Thursday, February 24, 2022

TIL: The Return of Great Power Rivalries

Source: Diplomacy.

The 20th Century dawned as a true multipolar world. The world in 1914 was dominated by Great Britain, Germany, France, Austria-Hungary, Russia, the Ottoman Empire. But when the sun set at the end of the 20th Century, we lived in a unipolar world, a Pax Americana.

Former Secretary of State Madeleine Albright has an opinion piece in the New York Times in which she updates us on what's happened in the first twenty years of the 21st Century.


Mr. Putin and his Chinese counterpart, Xi Jinping, like to claim that we now live in a multipolar world. While that is self-evident, it does not mean that the major powers have a right to chop the globe into spheres of influence as colonial empires did centuries ago.

Ukraine is entitled to its sovereignty, no matter who its neighbors happen to be. In the modern era, great countries accept that, and so must Mr. Putin.

I used to accept the theory that American dominance of the world stage would inevitably end, sooner or later, and that a multipolar world would emerge. But I assumed that that world would be run on free market, democratic principles modeled after the rules of Pax Americana. Today I learned that that's not likely.

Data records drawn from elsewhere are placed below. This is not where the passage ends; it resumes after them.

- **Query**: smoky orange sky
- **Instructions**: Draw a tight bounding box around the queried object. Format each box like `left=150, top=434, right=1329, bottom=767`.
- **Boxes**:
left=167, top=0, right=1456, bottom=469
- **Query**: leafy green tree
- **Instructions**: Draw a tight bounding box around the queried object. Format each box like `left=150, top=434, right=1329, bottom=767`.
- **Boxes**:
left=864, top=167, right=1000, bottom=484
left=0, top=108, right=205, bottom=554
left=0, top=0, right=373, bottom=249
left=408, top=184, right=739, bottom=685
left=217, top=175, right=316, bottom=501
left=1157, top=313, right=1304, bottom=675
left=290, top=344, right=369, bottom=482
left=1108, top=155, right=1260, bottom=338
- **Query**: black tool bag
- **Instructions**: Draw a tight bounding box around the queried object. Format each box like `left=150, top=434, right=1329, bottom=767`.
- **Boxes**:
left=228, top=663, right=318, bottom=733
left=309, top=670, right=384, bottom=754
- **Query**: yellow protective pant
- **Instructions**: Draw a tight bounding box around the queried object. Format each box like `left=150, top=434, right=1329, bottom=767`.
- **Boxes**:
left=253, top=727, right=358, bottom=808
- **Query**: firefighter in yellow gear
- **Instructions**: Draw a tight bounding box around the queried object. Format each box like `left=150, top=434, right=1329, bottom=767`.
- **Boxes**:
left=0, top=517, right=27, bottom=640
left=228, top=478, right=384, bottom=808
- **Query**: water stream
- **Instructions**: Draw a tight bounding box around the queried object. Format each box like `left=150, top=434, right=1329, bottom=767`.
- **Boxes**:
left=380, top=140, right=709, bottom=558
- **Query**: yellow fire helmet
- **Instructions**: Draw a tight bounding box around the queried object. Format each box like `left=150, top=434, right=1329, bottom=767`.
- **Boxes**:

I don't know what my long-running assumption was based on. Motivated reasoning, probably. I now have to admit that a different outcome is more likely. It's happened before. In the 19th Century the Great Power rivalries played out on the world stage by autocrats "chopping the globe into spheres of influence," as Albright puts it. Today, Russia is seeking to chop the map of Europe and assert military dominance over Ukraine, as in days of old. China is keeping one eye on how Russia's move plays out while keeping another eye on Hong Kong and Taiwan, ready to make its own move. Just like that earlier Great Power era ended in collapse of the world order and the destruction caused by two horrific world wars, a return to that kind of Great Power rivalry risks doing the same in the 21st Century. And today, that's the direction we're headed.